The euro will outperform the U.S. dollar over the next six months as euro zone countries start to rein in their budget deficits, according to HSBC’s global chief economist.
Stephen King says the growing likelihood of further quantitative easing (QE) in the U.S., contrasting with real efforts to slash budget deficits in Europe, suggests the single currency will come out stronger in the medium term.
"Our view is that the euro will survive, and therefore there’s a reasonable chance that eventually it will get going," King told CNBC.
"The good thing about the euro at the moment is at least there’s a debate going on about budget deficits, government debt, how to bring it under control. In the U.S., that’s all been postponed until after the Presidential U.S. election."
King said Washington’s failure to deal with the U.S. budget deficit had increased the chances of the Federal Reserve resorting to another round of quantitative easing.
The chance of another asset-buying policy decision is "probably greater in the U.S. than in Europe and therefore I think the dollar is more likely to weaken over the next few months," he said.

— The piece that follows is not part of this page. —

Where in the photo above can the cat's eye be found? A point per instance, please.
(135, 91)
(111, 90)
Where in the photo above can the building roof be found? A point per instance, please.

King thinks the markets are underestimating the strengths of the best performing countries in the euro zone.
"There are bits of the euro that are very weak, but there are also bits that should be appreciating today, namely the German bit of the euro," he said. "If you think about where the German euro might be trading, it might be up at $1.85 or $2."
But other analysts disagree and urge investors to be risk-neutral on the euro.